DWC Day 2 - Lucid Dream

Buat cerita dengan tema lucid dream.

Keterangan tambahan:
* Tidak ada batasan jumlah kata
* Bentuknya cerita (bukan puisi, artikel, etc)

⚠️ SEPARUH FIKSI ⚠️

Aku bisa mengatur mimpi. Entah sudah sejak kapan, tapi aku bisa mengatur awal mimpiku. Aku bahkan kebanyakan tahu jika aku sedang bermimpi.

Mimpi-mimpiku terbagi dalam beberapa kategori.

Mimpi mencari toilet, pasti aku sedang kebelet, tapi tidak bisa bangun meski aku tahu kalau sedang bermimpi.

Mimpi dikejar sesuatu, biasanya pertengahan aku sedang dikejar deadline menulis, atau sedang dikejar-kejar anak-anakku.

Mimpi lupa cara membaca ayat suci, biasanya karena aku terlalu lelah.

Paling menyenangkan tentu saat mimpi berdarah-darah. Biasanya, kalau aku memimpikan seorang pria bertarung hingga berdarah, jadwal bulananku telah tiba.

Hidup dalam mimpi memang menyenangkan. Tidak ada risiko terluka di sana. Meski aku terjatuh, digigit, dibakar, dipukul, semua tetap aman.

Benarkah?

Aku selalu yakin itu benar hingga hari itu tiba.

Aku melihatnya. Seorang pemuda berusia tujuh belas tahun tengah dirundung di pasar. Ditendang, dijambak, dan dilempari sampah busuk.

Pemuda itu bergeming. Ekspresinya kosong. Tidak kesakitan, juga tidak marah.

Aku seperti hantu. Tak bisa bersuara, tak bisa menyentuh apa-apa.

Pemuda itu hanya bersimpuh diam ketika lagi-lagi dirinya ditendang. Persis seperti batu karang yang diam saat diterjang ombak.

Darah membasah di pelipis dan turun menyusuri pipi. Namun, tak sedikit pun dia berniat membasuhnya. Demikian pula darah yang mengalir di leher akibat lemparan pecahan kaca. Untung tidak menancap di sana.

Aku berusaha menghalau para bajingan yang mengeroyoknya, tapi aku seperti asap. Tidak berguna.

Aku memang tahu ini bermimpi, tapi rasa iba itu jelas ada. Lagipula, pemuda itu sangat tampan. Sayang kalau dibiarkan dipukuli seperti itu.

Pagi menjelang, aku pun terjaga tanpa bisa berbuat apa-apa.

Keesokan harinya, mimpi itu kembali hadir. Dia kembali disiksa dengan cara yang berbeda.

Kali ini, dia tampak lebih berekspresi. Ada amarah yang tertahan, juga tatapan mata yang tak takut menusuk lawan-lawannya.
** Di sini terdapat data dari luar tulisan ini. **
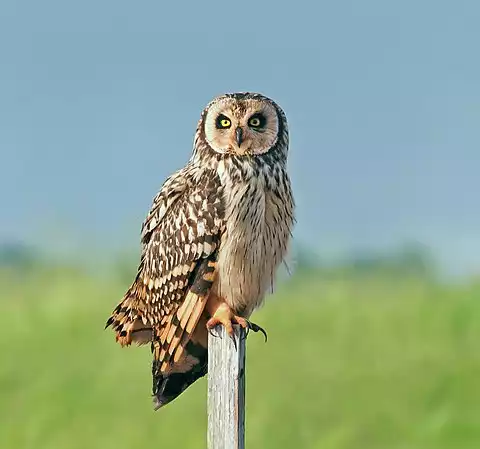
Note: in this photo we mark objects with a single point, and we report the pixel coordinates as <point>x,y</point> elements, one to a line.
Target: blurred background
<point>373,341</point>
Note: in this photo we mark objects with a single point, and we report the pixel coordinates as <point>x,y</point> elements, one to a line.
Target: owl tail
<point>127,323</point>
<point>192,365</point>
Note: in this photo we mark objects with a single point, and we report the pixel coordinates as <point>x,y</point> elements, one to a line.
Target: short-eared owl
<point>212,241</point>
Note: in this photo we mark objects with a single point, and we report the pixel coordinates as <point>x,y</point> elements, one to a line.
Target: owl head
<point>243,124</point>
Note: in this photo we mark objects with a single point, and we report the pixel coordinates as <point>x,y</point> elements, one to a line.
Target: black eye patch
<point>223,122</point>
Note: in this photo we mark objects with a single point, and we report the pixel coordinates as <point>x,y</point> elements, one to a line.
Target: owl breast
<point>259,219</point>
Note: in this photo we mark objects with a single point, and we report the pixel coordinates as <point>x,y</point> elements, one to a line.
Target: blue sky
<point>99,102</point>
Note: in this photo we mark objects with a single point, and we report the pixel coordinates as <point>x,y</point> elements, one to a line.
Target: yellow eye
<point>225,123</point>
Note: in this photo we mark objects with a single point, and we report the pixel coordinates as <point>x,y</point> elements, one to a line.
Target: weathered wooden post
<point>226,389</point>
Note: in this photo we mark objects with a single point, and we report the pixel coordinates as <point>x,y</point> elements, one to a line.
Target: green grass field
<point>372,362</point>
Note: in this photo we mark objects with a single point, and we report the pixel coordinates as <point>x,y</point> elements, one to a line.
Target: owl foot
<point>224,315</point>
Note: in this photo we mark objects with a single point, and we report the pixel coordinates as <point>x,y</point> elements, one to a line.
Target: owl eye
<point>223,122</point>
<point>257,121</point>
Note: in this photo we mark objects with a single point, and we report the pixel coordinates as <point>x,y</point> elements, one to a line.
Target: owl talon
<point>249,326</point>
<point>210,331</point>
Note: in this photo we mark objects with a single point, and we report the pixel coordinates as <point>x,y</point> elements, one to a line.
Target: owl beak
<point>239,136</point>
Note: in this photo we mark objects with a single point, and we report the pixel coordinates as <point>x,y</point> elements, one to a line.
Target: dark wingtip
<point>109,322</point>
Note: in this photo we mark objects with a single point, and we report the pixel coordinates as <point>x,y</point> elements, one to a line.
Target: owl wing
<point>179,240</point>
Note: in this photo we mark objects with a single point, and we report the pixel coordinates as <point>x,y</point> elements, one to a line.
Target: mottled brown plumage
<point>212,241</point>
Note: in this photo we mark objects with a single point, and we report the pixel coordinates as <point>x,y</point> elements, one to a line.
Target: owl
<point>212,240</point>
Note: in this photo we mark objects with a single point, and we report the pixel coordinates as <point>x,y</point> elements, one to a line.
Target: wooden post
<point>226,390</point>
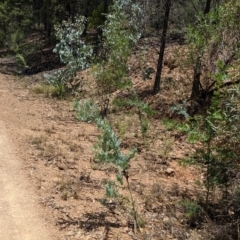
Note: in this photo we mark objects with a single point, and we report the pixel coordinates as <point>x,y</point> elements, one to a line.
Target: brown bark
<point>156,87</point>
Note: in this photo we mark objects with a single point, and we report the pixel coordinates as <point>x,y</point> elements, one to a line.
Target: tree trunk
<point>196,84</point>
<point>156,87</point>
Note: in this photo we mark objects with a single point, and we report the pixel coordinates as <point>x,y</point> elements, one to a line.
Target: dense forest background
<point>63,38</point>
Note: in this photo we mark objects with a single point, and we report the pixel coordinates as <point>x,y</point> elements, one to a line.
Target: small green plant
<point>108,151</point>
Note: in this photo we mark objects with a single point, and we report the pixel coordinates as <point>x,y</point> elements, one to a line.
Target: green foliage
<point>108,147</point>
<point>73,52</point>
<point>120,31</point>
<point>97,18</point>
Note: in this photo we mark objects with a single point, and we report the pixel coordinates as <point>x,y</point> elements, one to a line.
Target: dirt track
<point>20,215</point>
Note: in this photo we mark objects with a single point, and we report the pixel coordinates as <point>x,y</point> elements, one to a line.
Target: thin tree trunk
<point>156,87</point>
<point>196,85</point>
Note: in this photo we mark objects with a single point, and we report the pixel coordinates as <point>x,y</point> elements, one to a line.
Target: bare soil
<point>49,178</point>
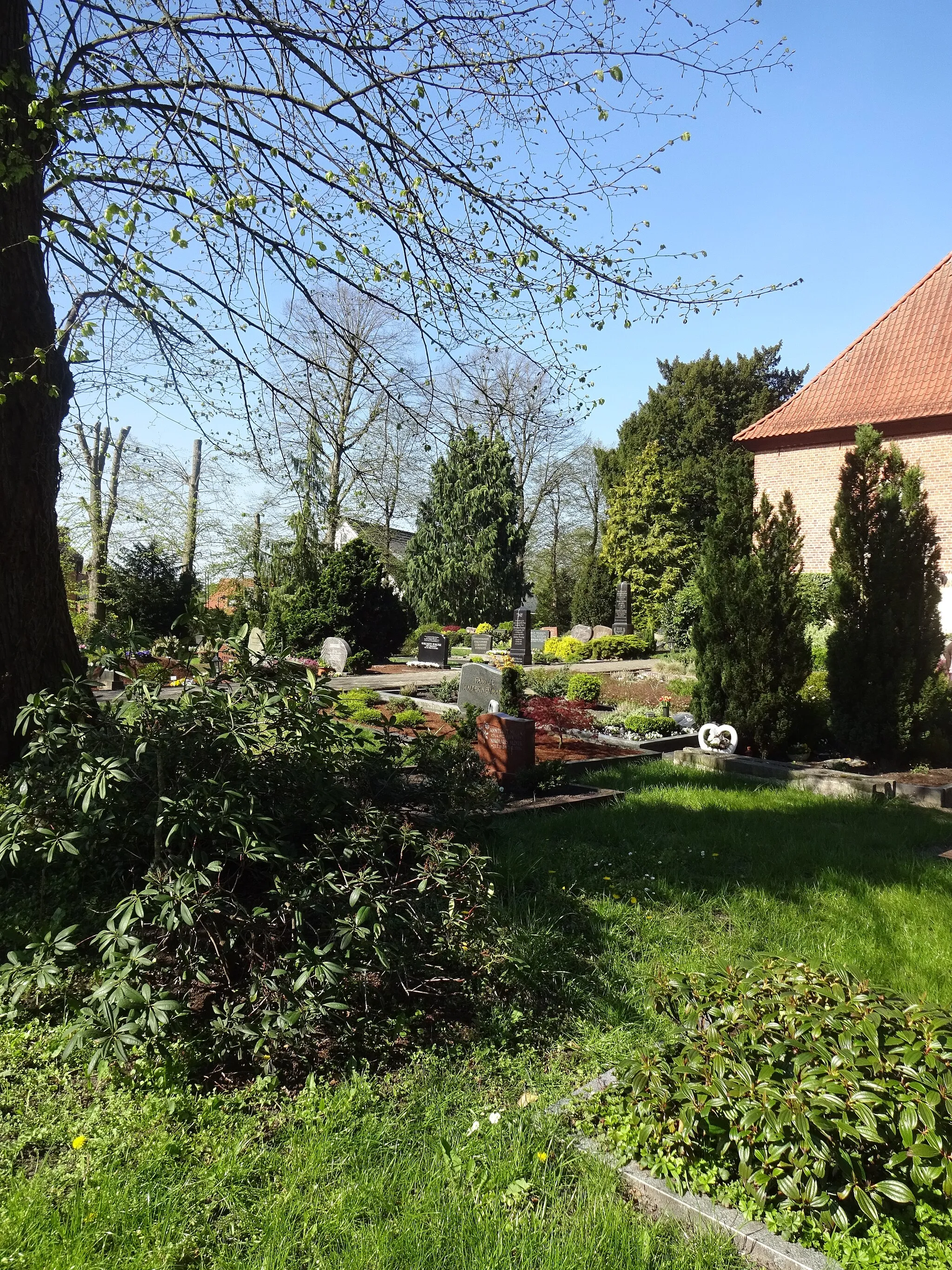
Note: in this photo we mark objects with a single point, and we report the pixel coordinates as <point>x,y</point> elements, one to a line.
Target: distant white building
<point>351,529</point>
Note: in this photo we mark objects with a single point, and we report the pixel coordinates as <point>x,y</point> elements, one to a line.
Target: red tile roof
<point>899,369</point>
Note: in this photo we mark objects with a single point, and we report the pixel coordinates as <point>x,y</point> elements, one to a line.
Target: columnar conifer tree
<point>465,562</point>
<point>885,596</point>
<point>751,638</point>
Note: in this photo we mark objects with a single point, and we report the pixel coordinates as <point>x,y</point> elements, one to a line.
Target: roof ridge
<point>848,350</point>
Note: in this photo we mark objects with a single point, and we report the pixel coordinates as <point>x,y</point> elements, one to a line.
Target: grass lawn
<point>377,1170</point>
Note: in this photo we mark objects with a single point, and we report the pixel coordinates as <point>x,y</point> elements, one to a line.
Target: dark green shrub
<point>593,596</point>
<point>815,597</point>
<point>146,588</point>
<point>234,866</point>
<point>466,558</point>
<point>886,585</point>
<point>680,615</point>
<point>751,642</point>
<point>412,643</point>
<point>932,733</point>
<point>548,684</point>
<point>341,593</point>
<point>620,648</point>
<point>584,687</point>
<point>793,1091</point>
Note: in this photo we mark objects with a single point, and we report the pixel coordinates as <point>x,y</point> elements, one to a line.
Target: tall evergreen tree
<point>692,416</point>
<point>465,562</point>
<point>751,638</point>
<point>884,600</point>
<point>647,538</point>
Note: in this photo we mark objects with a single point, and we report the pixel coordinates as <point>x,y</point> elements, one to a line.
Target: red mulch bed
<point>573,748</point>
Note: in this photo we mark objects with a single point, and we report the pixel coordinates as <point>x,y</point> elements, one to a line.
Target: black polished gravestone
<point>521,649</point>
<point>479,685</point>
<point>621,624</point>
<point>433,649</point>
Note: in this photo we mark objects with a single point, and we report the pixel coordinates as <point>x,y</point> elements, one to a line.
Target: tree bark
<point>188,555</point>
<point>36,634</point>
<point>101,522</point>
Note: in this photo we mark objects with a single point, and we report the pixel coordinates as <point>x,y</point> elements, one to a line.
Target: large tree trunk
<point>36,634</point>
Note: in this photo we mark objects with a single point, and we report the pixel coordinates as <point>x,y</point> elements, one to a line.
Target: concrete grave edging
<point>655,1197</point>
<point>824,781</point>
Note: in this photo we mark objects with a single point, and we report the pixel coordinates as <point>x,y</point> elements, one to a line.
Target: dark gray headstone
<point>433,649</point>
<point>521,651</point>
<point>621,624</point>
<point>334,653</point>
<point>479,685</point>
<point>256,643</point>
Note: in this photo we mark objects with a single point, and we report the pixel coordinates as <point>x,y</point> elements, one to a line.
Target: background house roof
<point>899,369</point>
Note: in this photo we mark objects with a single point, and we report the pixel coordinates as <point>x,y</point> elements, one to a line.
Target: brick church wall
<point>812,474</point>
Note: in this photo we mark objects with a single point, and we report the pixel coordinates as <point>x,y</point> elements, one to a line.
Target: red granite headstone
<point>507,746</point>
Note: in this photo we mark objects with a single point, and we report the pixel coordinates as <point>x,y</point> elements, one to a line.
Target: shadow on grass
<point>694,868</point>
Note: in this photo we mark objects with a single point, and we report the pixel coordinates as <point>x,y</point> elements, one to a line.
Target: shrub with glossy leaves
<point>793,1090</point>
<point>238,869</point>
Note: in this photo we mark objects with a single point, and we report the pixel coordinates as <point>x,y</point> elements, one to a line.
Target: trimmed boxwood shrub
<point>584,687</point>
<point>800,1095</point>
<point>610,648</point>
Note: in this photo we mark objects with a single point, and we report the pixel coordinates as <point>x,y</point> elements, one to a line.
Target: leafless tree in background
<point>336,394</point>
<point>97,450</point>
<point>169,166</point>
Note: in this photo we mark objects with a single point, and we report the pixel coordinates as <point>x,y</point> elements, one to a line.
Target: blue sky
<point>842,176</point>
<point>845,178</point>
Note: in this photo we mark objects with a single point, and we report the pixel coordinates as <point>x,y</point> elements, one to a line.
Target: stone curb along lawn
<point>831,784</point>
<point>655,1197</point>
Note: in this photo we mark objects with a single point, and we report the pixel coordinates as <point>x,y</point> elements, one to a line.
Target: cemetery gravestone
<point>521,649</point>
<point>256,643</point>
<point>479,685</point>
<point>621,624</point>
<point>334,653</point>
<point>507,746</point>
<point>433,649</point>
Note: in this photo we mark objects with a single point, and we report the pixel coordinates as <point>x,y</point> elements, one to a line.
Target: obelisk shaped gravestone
<point>521,651</point>
<point>621,625</point>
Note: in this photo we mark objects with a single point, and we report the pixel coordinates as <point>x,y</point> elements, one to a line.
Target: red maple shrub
<point>558,715</point>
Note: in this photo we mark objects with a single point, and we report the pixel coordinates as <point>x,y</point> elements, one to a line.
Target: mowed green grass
<point>379,1170</point>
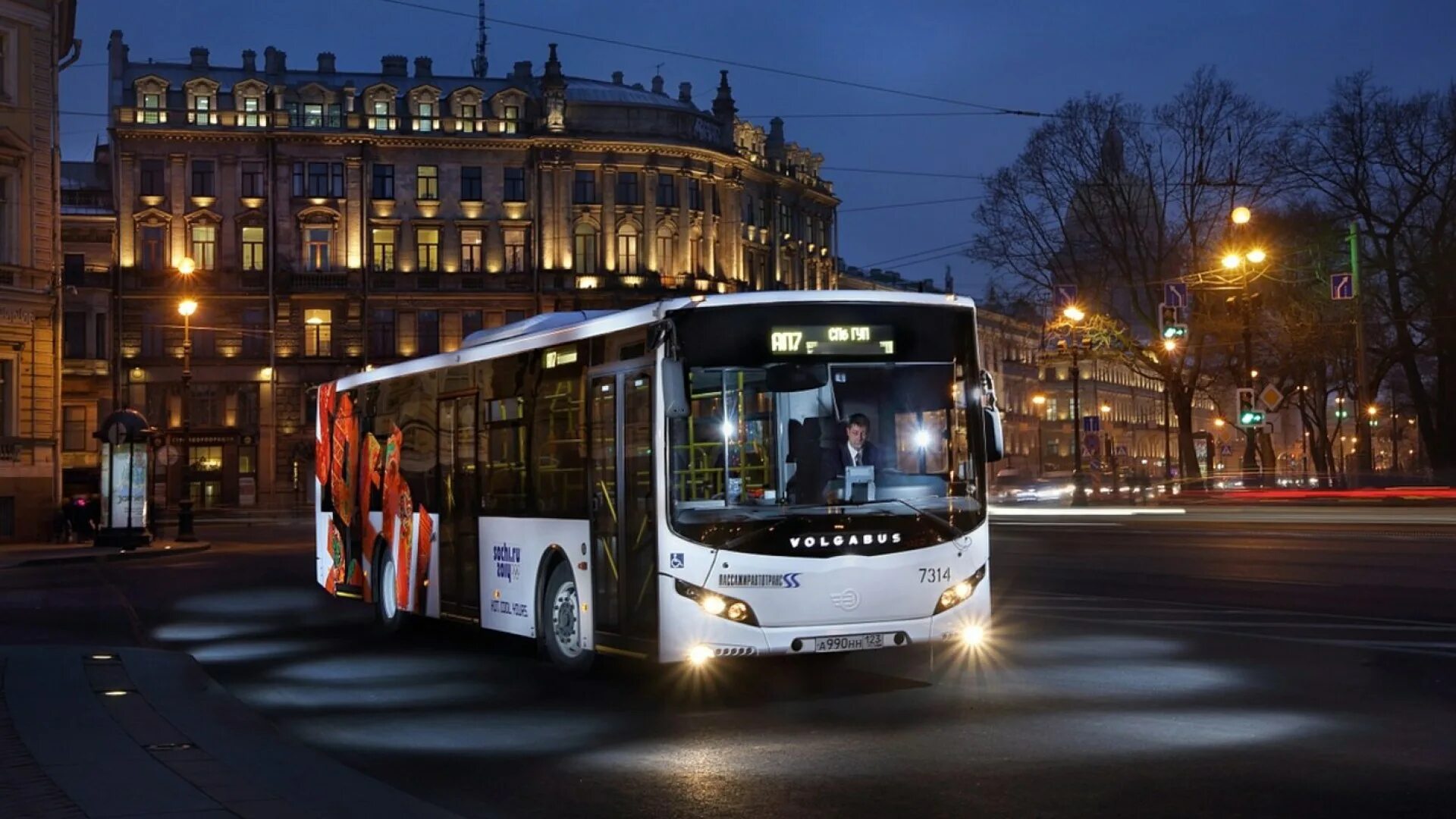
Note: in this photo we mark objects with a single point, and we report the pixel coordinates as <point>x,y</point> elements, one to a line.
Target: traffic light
<point>1169,324</point>
<point>1248,414</point>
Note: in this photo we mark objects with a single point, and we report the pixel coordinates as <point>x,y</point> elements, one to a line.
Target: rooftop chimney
<point>775,143</point>
<point>275,61</point>
<point>394,66</point>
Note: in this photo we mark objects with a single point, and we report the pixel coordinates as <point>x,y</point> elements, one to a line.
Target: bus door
<point>623,528</point>
<point>459,496</point>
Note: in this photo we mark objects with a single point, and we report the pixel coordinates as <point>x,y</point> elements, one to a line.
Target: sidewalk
<point>140,732</point>
<point>47,554</point>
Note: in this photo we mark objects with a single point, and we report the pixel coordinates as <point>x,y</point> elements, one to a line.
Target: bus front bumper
<point>689,632</point>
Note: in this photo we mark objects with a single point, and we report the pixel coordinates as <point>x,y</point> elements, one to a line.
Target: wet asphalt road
<point>1141,668</point>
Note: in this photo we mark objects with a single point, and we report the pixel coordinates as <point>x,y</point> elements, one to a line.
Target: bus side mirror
<point>674,390</point>
<point>990,414</point>
<point>995,444</point>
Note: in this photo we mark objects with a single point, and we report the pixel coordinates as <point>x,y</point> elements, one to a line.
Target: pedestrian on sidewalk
<point>60,523</point>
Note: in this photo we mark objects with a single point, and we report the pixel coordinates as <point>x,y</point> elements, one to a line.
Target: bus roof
<point>570,325</point>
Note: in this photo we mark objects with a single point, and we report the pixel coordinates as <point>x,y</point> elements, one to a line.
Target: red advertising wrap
<point>321,445</point>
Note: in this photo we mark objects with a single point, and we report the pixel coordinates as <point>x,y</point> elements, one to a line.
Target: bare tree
<point>1389,164</point>
<point>1122,203</point>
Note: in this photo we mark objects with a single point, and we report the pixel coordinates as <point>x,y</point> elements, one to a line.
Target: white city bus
<point>672,482</point>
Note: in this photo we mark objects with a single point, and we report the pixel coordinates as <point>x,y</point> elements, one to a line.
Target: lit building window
<point>152,111</point>
<point>427,183</point>
<point>253,248</point>
<point>514,249</point>
<point>381,118</point>
<point>204,246</point>
<point>666,262</point>
<point>253,111</point>
<point>382,248</point>
<point>584,249</point>
<point>628,249</point>
<point>471,251</point>
<point>318,331</point>
<point>201,111</point>
<point>425,120</point>
<point>427,248</point>
<point>318,249</point>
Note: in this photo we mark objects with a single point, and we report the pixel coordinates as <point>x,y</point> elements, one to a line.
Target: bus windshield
<point>861,449</point>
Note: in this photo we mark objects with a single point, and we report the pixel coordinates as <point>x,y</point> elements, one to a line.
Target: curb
<point>146,553</point>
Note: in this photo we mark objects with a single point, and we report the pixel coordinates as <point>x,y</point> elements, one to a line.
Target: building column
<point>354,238</point>
<point>609,218</point>
<point>685,228</point>
<point>710,228</point>
<point>650,221</point>
<point>226,209</point>
<point>178,203</point>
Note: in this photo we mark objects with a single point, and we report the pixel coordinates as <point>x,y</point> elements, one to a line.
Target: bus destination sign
<point>833,340</point>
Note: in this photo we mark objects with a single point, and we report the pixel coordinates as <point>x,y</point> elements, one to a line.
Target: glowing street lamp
<point>187,308</point>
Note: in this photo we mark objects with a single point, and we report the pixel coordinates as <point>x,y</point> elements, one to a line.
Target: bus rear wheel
<point>561,627</point>
<point>386,604</point>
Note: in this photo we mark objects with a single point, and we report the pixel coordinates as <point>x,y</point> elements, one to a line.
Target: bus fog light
<point>962,592</point>
<point>973,635</point>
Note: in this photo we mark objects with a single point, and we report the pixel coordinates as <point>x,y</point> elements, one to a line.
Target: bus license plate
<point>849,643</point>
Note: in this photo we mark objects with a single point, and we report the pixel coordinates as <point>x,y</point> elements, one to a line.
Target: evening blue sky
<point>1025,55</point>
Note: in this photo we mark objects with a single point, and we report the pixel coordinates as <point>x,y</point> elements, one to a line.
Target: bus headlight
<point>962,592</point>
<point>718,605</point>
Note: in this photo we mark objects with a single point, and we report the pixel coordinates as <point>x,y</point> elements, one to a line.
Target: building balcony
<point>318,281</point>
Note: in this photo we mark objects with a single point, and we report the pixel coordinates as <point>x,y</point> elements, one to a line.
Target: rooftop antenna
<point>479,64</point>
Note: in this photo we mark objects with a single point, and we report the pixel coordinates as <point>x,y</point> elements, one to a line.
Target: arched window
<point>666,241</point>
<point>584,248</point>
<point>628,257</point>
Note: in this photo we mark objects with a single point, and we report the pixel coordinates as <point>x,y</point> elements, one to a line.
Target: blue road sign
<point>1065,295</point>
<point>1175,295</point>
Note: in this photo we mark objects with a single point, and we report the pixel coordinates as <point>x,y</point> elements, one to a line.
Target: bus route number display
<point>833,340</point>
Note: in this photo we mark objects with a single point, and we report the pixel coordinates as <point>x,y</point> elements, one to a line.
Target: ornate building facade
<point>340,221</point>
<point>36,39</point>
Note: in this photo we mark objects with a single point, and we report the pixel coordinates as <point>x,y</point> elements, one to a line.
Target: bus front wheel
<point>561,623</point>
<point>386,602</point>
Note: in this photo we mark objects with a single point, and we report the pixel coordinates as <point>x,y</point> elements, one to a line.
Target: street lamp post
<point>187,308</point>
<point>1169,346</point>
<point>1075,315</point>
<point>1038,401</point>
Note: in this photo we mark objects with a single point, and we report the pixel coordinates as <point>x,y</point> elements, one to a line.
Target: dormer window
<point>253,111</point>
<point>150,110</point>
<point>201,111</point>
<point>425,120</point>
<point>381,118</point>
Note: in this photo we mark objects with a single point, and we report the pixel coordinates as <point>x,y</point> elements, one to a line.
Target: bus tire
<point>388,615</point>
<point>561,623</point>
Aku masih seperti kabut. Tidak berwujud. Seperti pengamat dari luar cerita. Tidak bisa melakukan apa pun untuk menolongnya.

Pada akhirnya, tujuh hari berturut-turut pemuda itu hadir. Membuatku terus bertanya-tanya siapa dirinya?

Mengapa dia selalu hadir dengan kejadian yang sama. Berulang, menyakitkan.

Apa yang ingin pemuda itu lakukan?

Mengapa dia tidak juga melawan?

Aku yakin dia bisa melakukannya!

Malam itu, semua terlihat lebih jelas. Pemuda itu melindungi seseorang. Perempuan kecil dengan wajah ketakutan kini berdiri di belakangnya.

Sang pemuda tetap berdiam, tapi aku bisa melihat ada belati panjang terselip di kedua pinggangnya.

Sedikit demi sedikit harapanku agar dia bisa membela dirinya sendiri menjadi nyata.

Kali ini, pemuda itu bangkit dan menebaskan belatinya tanpa ampun. Ketika darah mencuar di angkasa, dia tidak tertawa ataupun terkejut.

Hampa.

Aku pun kembali terjaga.

Mimpi itu mengingatkanku pada kemungkinan tak terbatas yang ada di dalam pikirannya sendiri, dan itu memicu rasa kreativitas dan keajaiban yang akan terus dikembangkan.

Sejak hari itu, aku pun memutuskan akan menuliskan kisah pemuda dan perempuan kecil yang dilindunginya.

Kisah pemuda itu pun berhenti ketika aku berniat menuliskannya.

Maka, aku akan terus menjelajahi dunia lucid dream, menyelidiki alam bawah sadar untuk mengungkap petualangan dan kisah pemuda itu. 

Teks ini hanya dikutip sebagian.